03 Eylül 2020

Türkiye Cumhuriyeti devletine dinmek bilmeyen kalp kırıklığım üzerine

Türkiye Cumhuriyeti vatandaşlarıyla büyük bir barış yapmadan, herkes gerçekten eşit olmadan bu ülke orta gelir tuzağından, yoksulluktan kurtulamayacak. Türkiye Cumhuriyeti vatandaşlarını affettiği gün ben de onu affedeceğim

1990'lı yılların ilk yarısında İstanbul Üniversitesi Siyasal Bilgiler Fakültesi'ni bitirdikten sonra hayalimi gerçekleştirmek üzere İngiltere'deki üniversitelere master başvurusu yaptım.
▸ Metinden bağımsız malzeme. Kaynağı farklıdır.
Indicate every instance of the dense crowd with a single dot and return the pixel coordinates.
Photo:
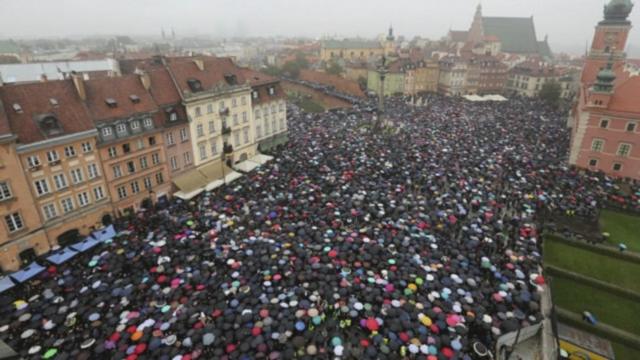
(417, 242)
Hayalim, sosyal bilimci olmaktı. Noam Chomsky, Edward Said veya Samir Amin gibi ses getiren kitaplar yazacaktım. Hayal işte…

Başvuru yaptığım pek çok üniversiteden sadece Lancaster Üniversitesi'nden kabul geldi. Kocaman kırmızı mührü bulunan bir "acceptance" belgesiydi… Eylül'ün şimdi hatırlamadığım bir gününde, İngiltere'nin kuzeyindeki Lancaster şehrinde olmam gerektiğini bildiriyorlardı.

İstanbul Emniyet Müdürlüğü'nün Cağaloğlu'ndaki ilgili birimine pasaport başvurusu yaptım. (O zamanlar pasaport başvurusu tek yerden yapılıyordu.) Birkaç gün sonraya randevu verdiler. Denilen gün gittiğimde uzun bir kuyrukla karşılaştım. Sırası gelene lacivert kapaklı pasaportunu veriyorlardı. Sıra bana geldi ve bankodaki polis, pasaportumu vermek yerine Masa 3'e gitmem gerektiğini söyledi.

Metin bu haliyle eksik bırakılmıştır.